The "Lush Life" sample is never heard again throughout "Love Rears Its Ugly Head," but its impact can be felt on the rest of the track. The former is a tale of attempting to come to terms with heartbreak and misunderstanding; the latter presents how that heartbreak could come about. It almost feels like, by utilizing the sample, Living Colour created an immediate prequel to "Lush Life," presenting a profoundly deep love gone wrong. The first two verses of "Love Rears Its Ugly Head" present the intensification of said infatuation, to the point that the narrator doesn't go out at all despite their love not objecting to them doing so. It seems that Glover's protagonist, who "always played the fool," has become so blinded by their feelings of love that they've dug themselves in too deep; to me, it sounds like the narrator has always been more in love with their partner than the other way around. When viewed in conjunction with "Lush Life," it raises the question of whether love was truly reciprocated at all, as Cole sings in its bridge:
I thought for a while that your poignant smile
Was tinged with the sadness
Of a great love for me
Ah yes, I was wrong
Again I was wrong
Easily the most painful part of that bridge is the last line, implying that Strayhorn's protagonist had been burned in such a way before, but was unable to learn from their past errors.
Back in "Love Rears Its Ugly Head," we note that Glover's lyrics in the first verse suggested a shift in the relationship: "Now something's different, I don't know the reason why / Whenever we separate, I almost want to cry." That shift seems to be the beginning of the end; through the wedding "nightmare" in the third verse, he realizes that he isn't receiving the genuine, deep love he's been giving to his partner. The whiplash from that dream is intense, and it only solidifies the narrator's downtrodden feelings about love.
As he thinks back on the signs he clearly missed, he laments that love's "ugly head" blinded him. He now pines for a time when he was more innocent and not preoccupied with a doomed relationship, when, as Strayhorn wrote, "all the very gay places / Those come-what-may places" felt so much more inviting. In the aftermath of the romantic falling-out, "[l]ife is lonely again / And only last year / Everything seemed so sure." At least he takes solace in not being alone in this feeling and fate, knowing that where he drowns his sorrows, he'll "rot / With the rest of those whose lives are lonely too."

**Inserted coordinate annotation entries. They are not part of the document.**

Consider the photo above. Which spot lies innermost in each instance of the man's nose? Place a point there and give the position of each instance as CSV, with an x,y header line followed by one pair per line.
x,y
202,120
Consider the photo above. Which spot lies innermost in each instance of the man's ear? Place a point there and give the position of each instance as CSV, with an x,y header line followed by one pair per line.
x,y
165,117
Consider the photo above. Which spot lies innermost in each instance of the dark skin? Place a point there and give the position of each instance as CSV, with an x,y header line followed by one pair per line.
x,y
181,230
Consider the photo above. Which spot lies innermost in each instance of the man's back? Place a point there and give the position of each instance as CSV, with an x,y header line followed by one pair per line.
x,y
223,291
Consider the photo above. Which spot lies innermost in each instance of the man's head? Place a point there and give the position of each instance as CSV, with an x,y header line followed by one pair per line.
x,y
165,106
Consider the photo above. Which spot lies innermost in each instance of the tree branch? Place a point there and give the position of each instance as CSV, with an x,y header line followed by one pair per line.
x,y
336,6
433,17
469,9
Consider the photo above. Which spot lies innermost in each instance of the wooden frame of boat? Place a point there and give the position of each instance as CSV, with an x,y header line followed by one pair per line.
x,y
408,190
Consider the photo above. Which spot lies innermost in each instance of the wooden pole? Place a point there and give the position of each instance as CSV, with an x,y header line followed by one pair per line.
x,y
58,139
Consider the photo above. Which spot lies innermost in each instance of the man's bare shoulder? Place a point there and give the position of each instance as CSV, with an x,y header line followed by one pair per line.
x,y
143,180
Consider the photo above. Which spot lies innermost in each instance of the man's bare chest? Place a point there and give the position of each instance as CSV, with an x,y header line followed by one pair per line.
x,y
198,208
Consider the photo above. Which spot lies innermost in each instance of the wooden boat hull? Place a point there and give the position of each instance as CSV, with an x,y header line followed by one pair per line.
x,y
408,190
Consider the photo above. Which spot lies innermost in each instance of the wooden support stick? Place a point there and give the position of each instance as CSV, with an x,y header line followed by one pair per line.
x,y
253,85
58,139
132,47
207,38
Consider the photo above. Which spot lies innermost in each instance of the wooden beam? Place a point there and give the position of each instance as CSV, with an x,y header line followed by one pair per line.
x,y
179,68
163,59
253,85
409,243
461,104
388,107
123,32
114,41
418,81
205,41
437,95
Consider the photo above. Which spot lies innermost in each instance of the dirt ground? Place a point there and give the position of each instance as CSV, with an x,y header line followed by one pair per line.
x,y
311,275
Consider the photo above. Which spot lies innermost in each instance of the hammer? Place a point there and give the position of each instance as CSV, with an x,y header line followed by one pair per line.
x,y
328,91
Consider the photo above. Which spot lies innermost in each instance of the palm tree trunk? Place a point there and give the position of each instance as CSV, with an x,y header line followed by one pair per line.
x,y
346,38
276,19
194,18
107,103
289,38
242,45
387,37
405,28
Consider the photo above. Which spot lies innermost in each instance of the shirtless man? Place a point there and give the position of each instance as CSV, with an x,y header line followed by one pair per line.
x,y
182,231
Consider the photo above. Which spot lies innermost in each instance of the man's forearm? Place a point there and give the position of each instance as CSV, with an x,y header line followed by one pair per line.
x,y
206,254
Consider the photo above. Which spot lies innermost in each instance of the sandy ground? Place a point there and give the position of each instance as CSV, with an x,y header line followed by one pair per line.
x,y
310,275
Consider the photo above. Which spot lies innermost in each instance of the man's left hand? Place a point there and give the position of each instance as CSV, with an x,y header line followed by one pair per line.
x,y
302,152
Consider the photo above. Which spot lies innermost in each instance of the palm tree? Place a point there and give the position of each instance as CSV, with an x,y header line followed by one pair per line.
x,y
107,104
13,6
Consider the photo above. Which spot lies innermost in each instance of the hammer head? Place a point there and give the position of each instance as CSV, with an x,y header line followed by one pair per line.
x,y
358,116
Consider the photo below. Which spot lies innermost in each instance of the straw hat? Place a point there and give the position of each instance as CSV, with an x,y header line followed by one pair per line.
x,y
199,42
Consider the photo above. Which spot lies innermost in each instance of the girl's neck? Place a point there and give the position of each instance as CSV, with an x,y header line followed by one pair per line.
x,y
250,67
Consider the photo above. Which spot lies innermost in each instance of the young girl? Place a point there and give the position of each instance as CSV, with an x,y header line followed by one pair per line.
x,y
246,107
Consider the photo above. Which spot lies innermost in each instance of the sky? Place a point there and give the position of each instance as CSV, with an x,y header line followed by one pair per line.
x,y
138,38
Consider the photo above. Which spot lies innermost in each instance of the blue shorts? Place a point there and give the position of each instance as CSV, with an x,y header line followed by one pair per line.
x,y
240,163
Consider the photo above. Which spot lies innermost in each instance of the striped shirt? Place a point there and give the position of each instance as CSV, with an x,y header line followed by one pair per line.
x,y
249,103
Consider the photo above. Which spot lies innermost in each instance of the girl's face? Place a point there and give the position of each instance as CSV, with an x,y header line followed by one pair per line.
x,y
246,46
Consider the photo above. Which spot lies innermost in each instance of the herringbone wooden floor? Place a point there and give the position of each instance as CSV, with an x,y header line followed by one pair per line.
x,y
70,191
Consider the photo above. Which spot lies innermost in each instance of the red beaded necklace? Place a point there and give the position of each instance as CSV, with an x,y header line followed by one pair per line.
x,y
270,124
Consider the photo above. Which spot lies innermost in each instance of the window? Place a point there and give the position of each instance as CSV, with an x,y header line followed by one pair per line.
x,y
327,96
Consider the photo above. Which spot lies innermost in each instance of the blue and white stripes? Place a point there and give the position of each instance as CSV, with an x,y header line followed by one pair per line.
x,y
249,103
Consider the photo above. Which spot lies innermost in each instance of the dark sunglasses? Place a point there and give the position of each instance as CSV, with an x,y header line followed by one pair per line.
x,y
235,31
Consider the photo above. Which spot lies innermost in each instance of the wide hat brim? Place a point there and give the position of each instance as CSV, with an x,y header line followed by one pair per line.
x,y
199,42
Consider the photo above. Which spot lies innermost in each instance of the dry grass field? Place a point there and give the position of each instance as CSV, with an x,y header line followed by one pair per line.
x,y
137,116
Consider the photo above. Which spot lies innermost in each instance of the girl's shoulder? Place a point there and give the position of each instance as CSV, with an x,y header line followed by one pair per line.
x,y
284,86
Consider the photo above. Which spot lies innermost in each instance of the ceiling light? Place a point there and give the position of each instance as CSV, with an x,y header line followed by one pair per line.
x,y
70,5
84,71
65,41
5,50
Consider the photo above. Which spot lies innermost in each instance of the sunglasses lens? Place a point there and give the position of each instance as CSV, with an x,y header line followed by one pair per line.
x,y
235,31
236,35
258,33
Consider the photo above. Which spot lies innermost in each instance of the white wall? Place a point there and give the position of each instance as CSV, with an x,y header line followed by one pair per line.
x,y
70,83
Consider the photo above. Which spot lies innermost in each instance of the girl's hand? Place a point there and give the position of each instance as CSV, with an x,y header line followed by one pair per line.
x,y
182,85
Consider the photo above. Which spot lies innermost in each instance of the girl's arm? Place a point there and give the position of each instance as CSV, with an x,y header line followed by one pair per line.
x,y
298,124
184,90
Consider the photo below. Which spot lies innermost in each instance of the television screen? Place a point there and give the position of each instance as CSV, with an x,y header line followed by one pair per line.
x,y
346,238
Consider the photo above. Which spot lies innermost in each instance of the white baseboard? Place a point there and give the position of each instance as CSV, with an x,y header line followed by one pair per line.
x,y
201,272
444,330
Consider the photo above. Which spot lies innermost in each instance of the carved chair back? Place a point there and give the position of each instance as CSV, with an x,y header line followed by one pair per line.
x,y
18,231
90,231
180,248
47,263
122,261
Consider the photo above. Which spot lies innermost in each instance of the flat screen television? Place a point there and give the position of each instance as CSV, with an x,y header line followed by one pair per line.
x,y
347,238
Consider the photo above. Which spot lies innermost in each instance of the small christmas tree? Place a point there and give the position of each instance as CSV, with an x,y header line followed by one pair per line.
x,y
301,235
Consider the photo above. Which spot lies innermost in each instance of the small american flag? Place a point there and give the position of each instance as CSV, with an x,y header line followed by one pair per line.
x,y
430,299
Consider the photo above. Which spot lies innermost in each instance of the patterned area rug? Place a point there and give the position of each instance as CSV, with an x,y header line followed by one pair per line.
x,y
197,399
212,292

With just a thirteen-second opening sample, "Love Rears Its Ugly Head" becomes inseparable from "Lush Life." The particular use of the "Lush Life" introduction as the sample invites my above reading, which demonstrates that the two tracks together demonstrate the progression of falling out of love and coping with the aftermath. My reading is a venturesome one, but it's an interpretation in which I'm very much invested as I demonstrate the effect that a sample can have in connecting pieces across boundaries of time and genre.